The 69-kDa 2-5A synthetase is composed of two homologous and adjacent functional domains.

The existence of three distinct forms of 2-5A synthetase, p40-p46, p69, and p100, has been established in interferon-treated human cells. The expression of these enzymes varies according to the cell type studied, and their properties are relatively different. By the use of polyclonal antibodies specific to p69, we have cloned several cDNAs which identify four interferon-induced RNAs of 5.7, 4.5, 3.7, and 3.2 kilobases (kb). Analysis of the nucleotide sequence of three full-length cDNAs (5.6, 3.1, and 2.9 kb) revealed that they have a common open reading frame of 683 amino acids with different 3' termini; cDNAs 5.6 and 3.1 have an extension of 4 amino acids, whereas cDNA 2.9 has an extension of 44 amino acids.
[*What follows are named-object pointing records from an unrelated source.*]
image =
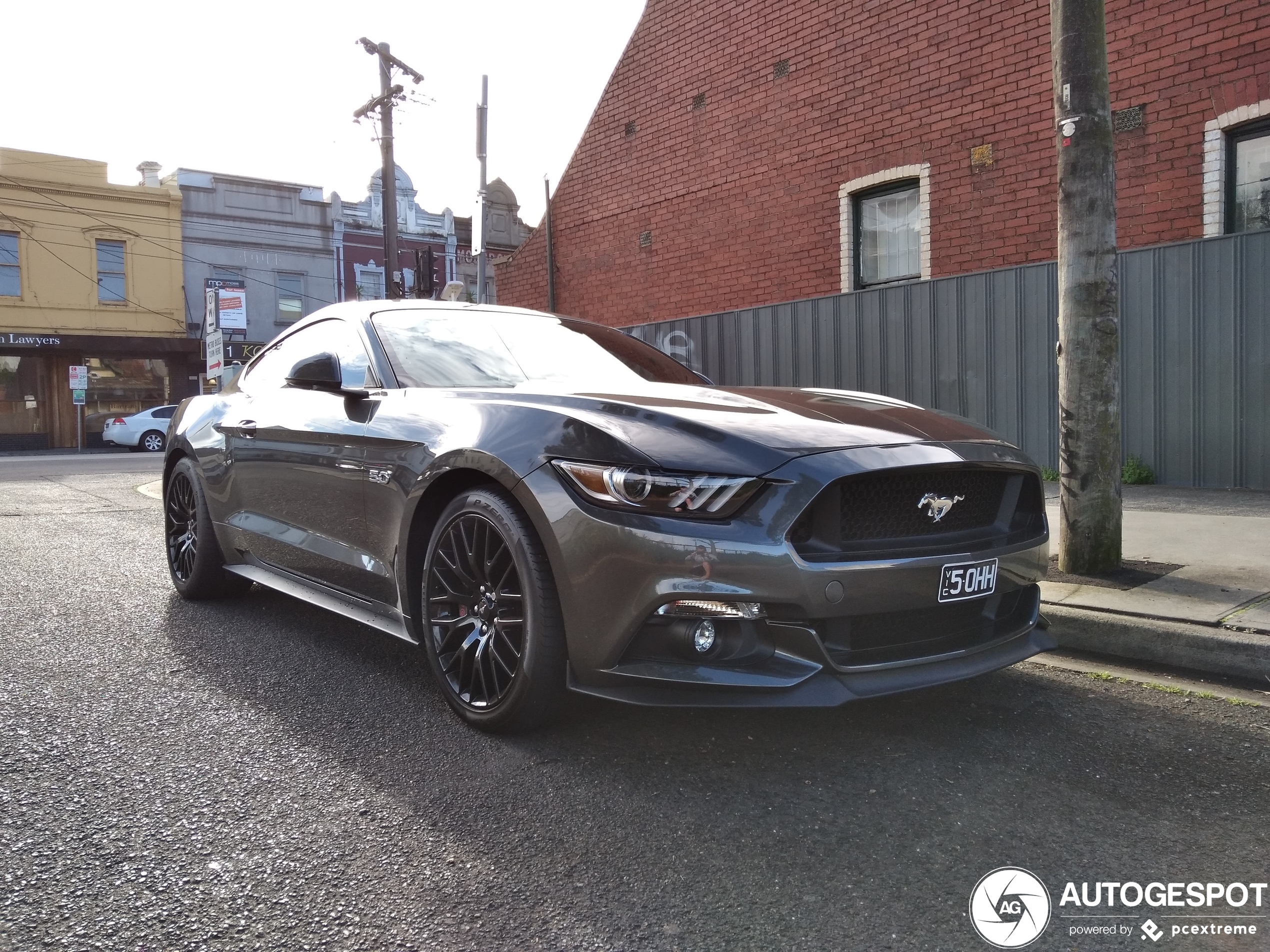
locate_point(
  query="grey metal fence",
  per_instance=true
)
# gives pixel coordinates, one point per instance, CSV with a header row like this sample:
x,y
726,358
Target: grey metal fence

In vitro transcription-translation of cDNAs 3.1 and 2.9 kb generated proteins of 69 and 71 kDa, respectively. Both proteins bind a monoclonal antibody specific for p69 and can synthesize 2-5A. The deduced amino acid sequence of p69 revealed that it can be divided into two homologous and adjacent domains, each sharing strong homology to the first 346 amino acids common to the two isoforms of the small 2-5A synthetase (p40, p46). These results suggest that p69 might have two functional catalytic domains required for 2-5A synthetase activity and favor the hypothesis that its gene might have derived from the fusion of two ancestral genes analogous to the small 2-5A synthetase gene.